Donor Story: No water? No health. No life.
At the Aspen Ideas Festival this year, André Blackman and his team of five invited Health Scholars were joking after hours about taking a sunrise hike up one of the nearby mountain trails. Over time, the joke plan, like The Velveteen Rabbit, got loved into reality. Which is how he found himself getting out of bed at 4am one morning, in the freezing rain, to hit the trail.
Their shuttle driver expressed perhaps the most widespread opinion of their plan. “Y’all crazy,” he pronounced. “Just so you know, we do have bears and mountain lions. Just keep making enough noise and you should be alright.” Wild animals notwithstanding, they persisted.
The group of public health advocates had connected with each other. They had made a promise. And they kept it. Banding together against adversity and, well, dampness, they made it to the top in time to see the storm pass and the sunrise over the eastern Rockies.
At the top, illuminated by the clear, bright first light of day, the now ecstatic hikers formed a circle to express their gratitudes. André was grateful for the whole thing. “This was my vision: bringing together dynamic, diverse individuals from across communities to climb (symbolic and real) mountains. To see this kind of camaraderie and community, this level of resilience and be able to watch individuals open up to new experiences… it hit me hard.”

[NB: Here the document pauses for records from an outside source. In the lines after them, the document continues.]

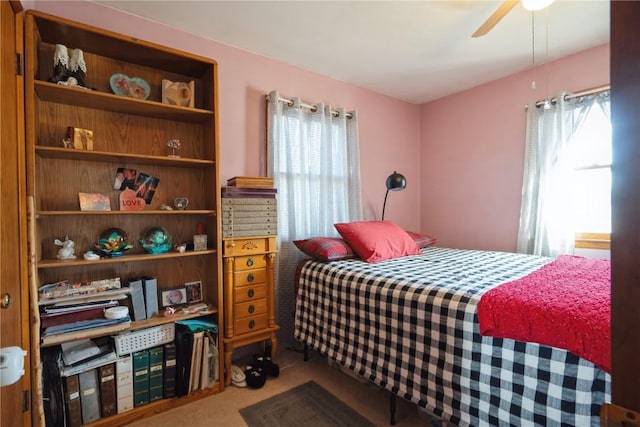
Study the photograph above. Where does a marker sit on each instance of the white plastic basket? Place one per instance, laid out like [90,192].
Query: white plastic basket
[144,338]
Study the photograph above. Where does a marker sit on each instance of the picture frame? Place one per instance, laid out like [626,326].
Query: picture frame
[94,202]
[173,296]
[194,291]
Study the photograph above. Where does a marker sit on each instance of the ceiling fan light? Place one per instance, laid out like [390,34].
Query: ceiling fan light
[536,4]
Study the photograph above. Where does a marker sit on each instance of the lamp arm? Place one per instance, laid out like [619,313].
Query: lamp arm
[384,205]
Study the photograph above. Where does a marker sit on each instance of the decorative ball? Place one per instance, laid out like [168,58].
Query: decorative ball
[156,240]
[112,242]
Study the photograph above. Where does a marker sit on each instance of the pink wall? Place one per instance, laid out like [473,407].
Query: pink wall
[473,152]
[389,128]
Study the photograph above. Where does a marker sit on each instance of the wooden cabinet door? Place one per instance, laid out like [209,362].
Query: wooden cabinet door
[13,283]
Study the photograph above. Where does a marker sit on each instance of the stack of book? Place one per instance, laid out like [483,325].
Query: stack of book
[69,314]
[87,370]
[196,356]
[249,210]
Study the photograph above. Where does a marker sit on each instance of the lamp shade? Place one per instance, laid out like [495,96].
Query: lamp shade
[395,182]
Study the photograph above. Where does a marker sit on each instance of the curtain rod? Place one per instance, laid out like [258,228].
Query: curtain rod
[313,108]
[585,92]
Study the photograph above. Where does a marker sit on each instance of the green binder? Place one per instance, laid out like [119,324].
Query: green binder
[156,359]
[140,378]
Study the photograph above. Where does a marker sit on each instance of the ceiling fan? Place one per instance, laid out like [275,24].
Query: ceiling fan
[505,8]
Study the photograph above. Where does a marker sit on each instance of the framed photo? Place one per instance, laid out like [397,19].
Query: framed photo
[194,291]
[94,202]
[173,296]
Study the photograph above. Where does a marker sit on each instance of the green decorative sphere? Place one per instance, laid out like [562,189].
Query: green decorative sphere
[112,243]
[156,240]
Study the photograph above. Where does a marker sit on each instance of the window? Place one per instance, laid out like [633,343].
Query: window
[591,155]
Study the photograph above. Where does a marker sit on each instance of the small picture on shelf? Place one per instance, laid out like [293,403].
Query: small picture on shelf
[125,178]
[145,186]
[173,296]
[94,202]
[194,291]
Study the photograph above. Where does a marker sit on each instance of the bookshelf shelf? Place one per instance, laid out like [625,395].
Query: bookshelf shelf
[128,133]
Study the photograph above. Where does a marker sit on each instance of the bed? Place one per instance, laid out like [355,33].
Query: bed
[410,325]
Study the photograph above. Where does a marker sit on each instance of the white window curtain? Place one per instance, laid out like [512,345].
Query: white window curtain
[546,216]
[313,157]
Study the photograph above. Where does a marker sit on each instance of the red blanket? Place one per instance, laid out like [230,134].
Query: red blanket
[564,304]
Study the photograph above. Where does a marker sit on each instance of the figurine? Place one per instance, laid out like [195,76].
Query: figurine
[68,248]
[69,67]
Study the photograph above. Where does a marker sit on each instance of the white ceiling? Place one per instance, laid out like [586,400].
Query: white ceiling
[415,51]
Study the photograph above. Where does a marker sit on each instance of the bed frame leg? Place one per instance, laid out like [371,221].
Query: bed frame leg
[392,408]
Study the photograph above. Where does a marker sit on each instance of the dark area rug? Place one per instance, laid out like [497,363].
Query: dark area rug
[307,405]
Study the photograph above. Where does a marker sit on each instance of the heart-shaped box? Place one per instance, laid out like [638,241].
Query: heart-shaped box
[133,87]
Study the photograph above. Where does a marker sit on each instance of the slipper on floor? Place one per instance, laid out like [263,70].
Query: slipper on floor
[238,378]
[255,376]
[264,362]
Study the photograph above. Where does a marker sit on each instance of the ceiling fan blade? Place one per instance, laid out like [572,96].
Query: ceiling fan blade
[491,22]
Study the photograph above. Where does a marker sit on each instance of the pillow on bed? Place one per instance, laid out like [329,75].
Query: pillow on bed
[325,248]
[377,240]
[422,240]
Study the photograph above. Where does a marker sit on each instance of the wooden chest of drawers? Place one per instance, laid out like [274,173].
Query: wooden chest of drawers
[248,294]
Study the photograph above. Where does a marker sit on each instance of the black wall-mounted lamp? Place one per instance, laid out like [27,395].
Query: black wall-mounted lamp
[395,182]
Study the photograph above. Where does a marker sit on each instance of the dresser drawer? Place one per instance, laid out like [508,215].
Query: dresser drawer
[250,324]
[250,308]
[249,277]
[249,246]
[248,293]
[251,261]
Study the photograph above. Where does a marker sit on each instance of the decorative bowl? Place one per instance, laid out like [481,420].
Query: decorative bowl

André devotes his life to improving public health, built on a foundation of a diverse and inclusive workforce that’s ready to innovate. After an early flirtation with aerospace engineering (this overachiever and first-generation American worked at NASA tracking the Hale-Bopp comet in high school) issues like affordable housing, walkable cities, and food sustainability-focused his attention on public health. Water undergirds all those concerns. No water? No health. No life.
Public health and innovation often butt heads, usually about turning a profit. The way The Human Utility marries technology with donors’ own sense of public citizenship to save poor people’s access to clean, running water reconciles that conflict. In the earliest days, that’s partly what intrigued him about The Human Utility (then the Detroit Water Project). He followed Tiffani Bell and Kristy Tillman’s work on social media, and encouraged it publicly.
But it was the direct impact (and an improvement in his own life circumstances) that turned André into a Tap member/regular monthly donor. “Life gets in the way. I just want to set it and forget it,” he acknowledged. “I do love those monthly emails and notes, not just a receipt. You’re making an impact on real people’s lives, and you can see the genuine thanks. This is something I will not turn off.”
André Blackman is the founder and CEO of Onboard Health, whose mission is to connect, equip and launch a diverse, dynamic workforce dedicated to sustainable innovation in health. André is a pioneering strategist with deep ties into the public health/healthcare, social innovation, and strategic communication landscapes. He is dedicated to building the future of health through an inclusive lens.